Article Filtering

Sometimes you need to automatically tweak the incoming article - mark it starred, remove ads from its contents, or simply ignore it. That’s where article filtering feature comes in.

Article filters dialog

The dialog seen below offers you a way of managing your article filters. You can assign single filter to multiple feeds.

Test button tests selected filter against existing messages. Process checked feeds runs the filter against existing messages from checked feeds - in this mode all modifications made by the filter are saved to existing messages.

alt-img

Writing article filter

Article filters are small scripts which are executed automatically when articles/feeds are downloaded. Article filters are JavaScript snippets which must provide function with prototype:

function filterMessage() { }

The function should be fast and must return values which belong to enumeration FilteringAction.

Supported set of built-in “standard library” adheres to ECMA-262.

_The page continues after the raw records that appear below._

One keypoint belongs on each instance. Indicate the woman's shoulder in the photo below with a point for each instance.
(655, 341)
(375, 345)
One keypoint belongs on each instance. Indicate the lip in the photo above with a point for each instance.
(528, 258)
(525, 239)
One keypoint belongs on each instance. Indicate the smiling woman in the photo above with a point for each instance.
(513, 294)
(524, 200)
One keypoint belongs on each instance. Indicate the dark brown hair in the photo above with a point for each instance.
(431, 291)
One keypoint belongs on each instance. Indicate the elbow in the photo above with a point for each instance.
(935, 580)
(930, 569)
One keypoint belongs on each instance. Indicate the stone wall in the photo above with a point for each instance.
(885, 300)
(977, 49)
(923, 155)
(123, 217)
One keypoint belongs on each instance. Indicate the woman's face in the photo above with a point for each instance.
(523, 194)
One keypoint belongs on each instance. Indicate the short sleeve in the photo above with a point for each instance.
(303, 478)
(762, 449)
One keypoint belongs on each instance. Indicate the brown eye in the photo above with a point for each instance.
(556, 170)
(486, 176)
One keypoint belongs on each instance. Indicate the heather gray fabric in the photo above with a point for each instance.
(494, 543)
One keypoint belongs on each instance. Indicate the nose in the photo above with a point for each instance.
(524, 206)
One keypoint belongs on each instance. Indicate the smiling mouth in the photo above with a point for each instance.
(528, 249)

Each article is accessible in your script via global variable named msg of type MessageObject, see this file for the declaration. Some properties are writeable, allowing you to change contents of the article before it is written to RSS Guard DB. You can mark article important, change its description, perhaps change author name or even assign some label to it!!!

Note

Some attributes (read/unread/starred states) are synchronized back to your account’s server - so you can for example mark some articles as starred and the change will be propagated back to TT-RSS server if you use TT-RSS.

Attention

A special placeholders can be used in article filters.

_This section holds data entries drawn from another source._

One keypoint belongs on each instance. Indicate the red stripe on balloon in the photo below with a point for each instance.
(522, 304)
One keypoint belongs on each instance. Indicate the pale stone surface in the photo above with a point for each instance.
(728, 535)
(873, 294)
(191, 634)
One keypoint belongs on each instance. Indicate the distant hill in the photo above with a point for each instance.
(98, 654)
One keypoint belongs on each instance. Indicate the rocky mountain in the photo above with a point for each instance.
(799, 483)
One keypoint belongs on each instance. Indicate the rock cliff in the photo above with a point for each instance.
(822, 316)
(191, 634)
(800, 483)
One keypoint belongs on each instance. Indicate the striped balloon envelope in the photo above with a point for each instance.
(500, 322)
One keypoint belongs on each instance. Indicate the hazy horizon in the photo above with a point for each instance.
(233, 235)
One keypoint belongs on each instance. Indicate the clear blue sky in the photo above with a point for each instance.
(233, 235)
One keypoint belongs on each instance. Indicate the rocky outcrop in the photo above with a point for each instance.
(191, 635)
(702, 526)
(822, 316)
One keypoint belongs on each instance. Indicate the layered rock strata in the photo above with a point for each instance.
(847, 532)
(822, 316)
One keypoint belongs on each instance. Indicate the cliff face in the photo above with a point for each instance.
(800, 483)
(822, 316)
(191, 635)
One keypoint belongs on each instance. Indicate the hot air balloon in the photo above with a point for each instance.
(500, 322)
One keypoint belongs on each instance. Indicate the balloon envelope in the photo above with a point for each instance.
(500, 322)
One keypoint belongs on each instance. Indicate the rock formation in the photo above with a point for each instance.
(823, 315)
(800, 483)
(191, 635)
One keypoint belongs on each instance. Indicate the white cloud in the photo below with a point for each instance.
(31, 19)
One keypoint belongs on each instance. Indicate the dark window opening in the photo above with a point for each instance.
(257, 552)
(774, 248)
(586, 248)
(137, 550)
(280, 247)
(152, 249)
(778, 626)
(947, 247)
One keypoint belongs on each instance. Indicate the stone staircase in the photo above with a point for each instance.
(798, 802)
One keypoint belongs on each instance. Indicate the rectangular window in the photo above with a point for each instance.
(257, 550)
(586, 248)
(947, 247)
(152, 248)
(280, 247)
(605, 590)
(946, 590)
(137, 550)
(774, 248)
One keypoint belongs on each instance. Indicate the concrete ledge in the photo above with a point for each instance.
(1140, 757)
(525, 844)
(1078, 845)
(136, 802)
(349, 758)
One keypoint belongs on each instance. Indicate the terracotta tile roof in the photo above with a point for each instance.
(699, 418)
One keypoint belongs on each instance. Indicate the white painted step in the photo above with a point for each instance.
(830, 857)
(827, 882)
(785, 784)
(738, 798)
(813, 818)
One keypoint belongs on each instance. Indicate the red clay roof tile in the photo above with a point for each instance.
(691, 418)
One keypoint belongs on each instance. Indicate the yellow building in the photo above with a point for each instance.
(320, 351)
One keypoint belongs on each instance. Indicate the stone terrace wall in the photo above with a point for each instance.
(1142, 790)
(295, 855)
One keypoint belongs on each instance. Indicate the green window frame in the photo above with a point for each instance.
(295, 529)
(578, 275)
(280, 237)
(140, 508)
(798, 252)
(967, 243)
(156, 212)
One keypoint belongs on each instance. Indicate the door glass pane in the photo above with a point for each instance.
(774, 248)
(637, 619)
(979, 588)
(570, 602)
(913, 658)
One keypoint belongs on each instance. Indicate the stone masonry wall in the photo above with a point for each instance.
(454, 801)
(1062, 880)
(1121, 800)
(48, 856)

There is also a special variable named utils. This variable is of FilterUtils type. It offers some useful utility functions for you to use in your filters.

Labels assigned to articles are visible to your filters. You can, therefore, execute actions in your filtering script, based on which labels are assigned to the article. The property is called assignedLabels and is an array of the Label objects.

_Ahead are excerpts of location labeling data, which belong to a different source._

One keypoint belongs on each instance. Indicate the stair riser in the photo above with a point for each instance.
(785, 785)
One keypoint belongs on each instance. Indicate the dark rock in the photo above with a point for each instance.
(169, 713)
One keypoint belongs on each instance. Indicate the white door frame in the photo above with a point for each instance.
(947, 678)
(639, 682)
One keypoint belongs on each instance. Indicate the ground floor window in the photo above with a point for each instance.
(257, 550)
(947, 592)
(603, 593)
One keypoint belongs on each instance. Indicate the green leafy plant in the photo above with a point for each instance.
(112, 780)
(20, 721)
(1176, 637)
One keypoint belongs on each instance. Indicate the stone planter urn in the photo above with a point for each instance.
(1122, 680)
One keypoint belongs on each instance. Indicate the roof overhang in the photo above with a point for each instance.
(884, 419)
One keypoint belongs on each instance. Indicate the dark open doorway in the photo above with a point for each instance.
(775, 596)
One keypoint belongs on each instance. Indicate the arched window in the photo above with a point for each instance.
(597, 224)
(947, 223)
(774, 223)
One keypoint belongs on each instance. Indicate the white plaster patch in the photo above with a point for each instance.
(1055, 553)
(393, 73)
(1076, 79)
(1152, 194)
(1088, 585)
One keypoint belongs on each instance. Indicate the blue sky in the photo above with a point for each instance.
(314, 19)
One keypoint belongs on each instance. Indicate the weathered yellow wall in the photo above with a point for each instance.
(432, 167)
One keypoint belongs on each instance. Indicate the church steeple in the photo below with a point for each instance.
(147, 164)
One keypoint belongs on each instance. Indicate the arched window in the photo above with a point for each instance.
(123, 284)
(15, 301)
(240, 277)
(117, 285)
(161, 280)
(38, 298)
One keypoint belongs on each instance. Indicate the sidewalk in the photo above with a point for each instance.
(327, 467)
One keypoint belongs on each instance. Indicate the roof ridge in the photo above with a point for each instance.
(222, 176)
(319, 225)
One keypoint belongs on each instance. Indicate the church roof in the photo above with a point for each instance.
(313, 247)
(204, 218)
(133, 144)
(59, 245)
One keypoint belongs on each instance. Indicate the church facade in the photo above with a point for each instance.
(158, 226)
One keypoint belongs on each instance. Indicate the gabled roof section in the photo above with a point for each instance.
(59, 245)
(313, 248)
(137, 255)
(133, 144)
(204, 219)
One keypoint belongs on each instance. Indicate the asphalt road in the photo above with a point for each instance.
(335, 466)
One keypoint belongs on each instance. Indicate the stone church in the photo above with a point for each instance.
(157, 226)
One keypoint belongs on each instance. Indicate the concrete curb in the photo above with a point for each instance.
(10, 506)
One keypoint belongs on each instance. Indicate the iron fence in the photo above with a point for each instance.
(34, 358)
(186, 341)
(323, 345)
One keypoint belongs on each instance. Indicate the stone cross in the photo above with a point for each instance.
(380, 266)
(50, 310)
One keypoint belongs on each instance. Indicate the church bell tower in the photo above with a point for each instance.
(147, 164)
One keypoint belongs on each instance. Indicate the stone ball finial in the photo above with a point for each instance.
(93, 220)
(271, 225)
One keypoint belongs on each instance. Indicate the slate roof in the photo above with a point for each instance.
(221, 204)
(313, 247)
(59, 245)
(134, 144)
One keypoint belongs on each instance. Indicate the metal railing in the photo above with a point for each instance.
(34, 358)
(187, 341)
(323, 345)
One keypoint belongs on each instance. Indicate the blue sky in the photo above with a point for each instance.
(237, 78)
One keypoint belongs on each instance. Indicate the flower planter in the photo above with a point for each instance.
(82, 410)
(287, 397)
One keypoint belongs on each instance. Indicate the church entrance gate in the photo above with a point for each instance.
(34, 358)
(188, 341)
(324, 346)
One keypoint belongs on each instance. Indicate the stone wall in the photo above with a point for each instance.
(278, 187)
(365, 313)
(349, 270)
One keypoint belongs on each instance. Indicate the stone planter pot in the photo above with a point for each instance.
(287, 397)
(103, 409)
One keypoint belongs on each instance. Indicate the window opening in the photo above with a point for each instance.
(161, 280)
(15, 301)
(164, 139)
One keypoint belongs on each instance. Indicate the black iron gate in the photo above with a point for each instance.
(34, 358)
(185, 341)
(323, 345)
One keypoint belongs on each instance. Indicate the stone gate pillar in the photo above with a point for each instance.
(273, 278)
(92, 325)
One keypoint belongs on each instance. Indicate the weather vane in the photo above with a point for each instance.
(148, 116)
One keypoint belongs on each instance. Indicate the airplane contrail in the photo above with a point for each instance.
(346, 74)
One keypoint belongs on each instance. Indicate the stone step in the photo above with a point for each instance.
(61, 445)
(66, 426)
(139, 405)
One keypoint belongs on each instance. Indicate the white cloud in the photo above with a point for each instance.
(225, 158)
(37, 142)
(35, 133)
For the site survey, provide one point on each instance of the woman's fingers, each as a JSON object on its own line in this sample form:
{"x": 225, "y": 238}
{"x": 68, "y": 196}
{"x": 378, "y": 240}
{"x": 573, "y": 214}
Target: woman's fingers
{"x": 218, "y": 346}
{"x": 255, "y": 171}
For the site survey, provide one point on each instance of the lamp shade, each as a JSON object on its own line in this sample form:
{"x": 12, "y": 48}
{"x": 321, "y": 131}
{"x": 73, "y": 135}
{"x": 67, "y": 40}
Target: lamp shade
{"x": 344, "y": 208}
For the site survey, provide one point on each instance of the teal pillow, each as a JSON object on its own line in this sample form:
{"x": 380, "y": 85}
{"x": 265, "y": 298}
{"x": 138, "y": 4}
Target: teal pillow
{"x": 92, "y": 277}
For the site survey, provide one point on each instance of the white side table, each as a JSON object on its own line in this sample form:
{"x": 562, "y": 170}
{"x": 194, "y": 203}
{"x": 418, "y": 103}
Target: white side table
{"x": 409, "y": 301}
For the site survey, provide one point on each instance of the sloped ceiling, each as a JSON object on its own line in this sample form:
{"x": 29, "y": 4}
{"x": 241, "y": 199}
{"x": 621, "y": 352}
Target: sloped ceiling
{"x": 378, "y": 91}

Passed article also offers a special function:

Boolean MessageObject.isAlreadyInDatabase(DuplicateCheck)

which allows you to perform runtime check for existence of the article in RSS Guards database. Parameter is the value from enumeration DuplicateCheck. It specifies how exactly the article should match.

For example, if you want to check if there is already another article by the same author in a database, you should call msg.isAlreadyInDatabase(MessageObject.SameAuthor).
The values of enumeration can be combined in a single call with the bitwise OR (|) operator, like this:

msg.isAlreadyInDatabase(MessageObject.SameAuthor | MessageObject.SameUrl)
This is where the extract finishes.